All these projects are in the sunny Northern Cape where they create thousands of jobs and are 20% owned by their local communities. The Independent Power Producers (IPPs) who own these projects have 20-year Power Purchase Agreements with Eskom. Three of the five Siemens Energy-supplied Concentrated Solar Power Plants have multi-year Service Agreements in place with the IPPs who own and operate them.
The flagship project, KaXu Solar One, helped unlock the South African CSP market in 2015 as the first private sector, utility-scale CSP project in the developing world. Looking at KaXu’s combined impact with Xina Solar One and Khi Solar One, it is significant: together they power close to 220 000 homes during peak times with clean solar energy and eliminate close to 700 000 tons of CO2 emissions per year.

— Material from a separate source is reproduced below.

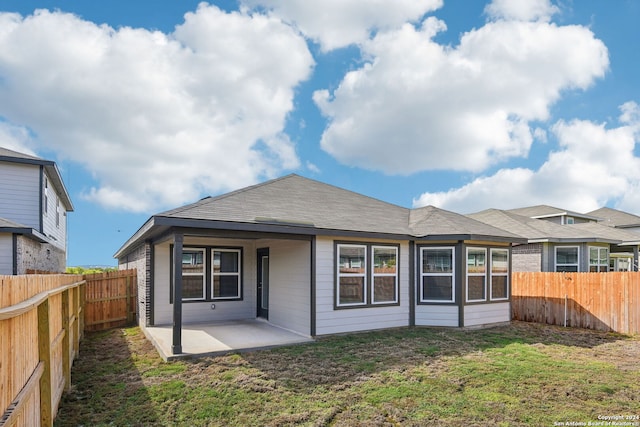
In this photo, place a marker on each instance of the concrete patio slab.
(209, 339)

The 100MW Redstone CSP plant, which is currently under construction, is the first project-financed project in the world for CSP with a molten salt central receiver. It is also one of the largest investments in South Africa under the REIPPPP. With 12 hours of full-load energy storage, Redstone will be able to reliably deliver a stable electricity supply to more than 200 000 South African homes during peak demand periods, even well after the sun has set.

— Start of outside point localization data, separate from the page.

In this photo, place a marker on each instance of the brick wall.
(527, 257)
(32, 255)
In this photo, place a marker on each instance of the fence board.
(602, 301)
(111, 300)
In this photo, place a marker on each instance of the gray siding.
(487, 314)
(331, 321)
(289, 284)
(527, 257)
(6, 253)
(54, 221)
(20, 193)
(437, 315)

Siemens Energy is committed to its role in developing South Africa’s sustainable energy landscape, both as a partner to ESKOM and Sasol in their green energy transition, and as a supplier and partner to many large and small private sector players who build, own, and operate the country’s growing number of private or public-private energy plants.
South Africa has an
estimated number of more than 220 power stations. This includes an estimated 18 coal-fired power stations collectively delivering up to 46GW of installed capacity, 59 hydroelectric power plants (in SA and Mozambique) delivering about 2.3GW of power, seven gas turbine power plants collectively delivering about 3.5GW of capacity, as well as 38 wind farm projects collectively delivering an estimated 3.3GW of installed capacity, eight CSP projects and 69 solar PV projects with a combined capacity of 1.7GW.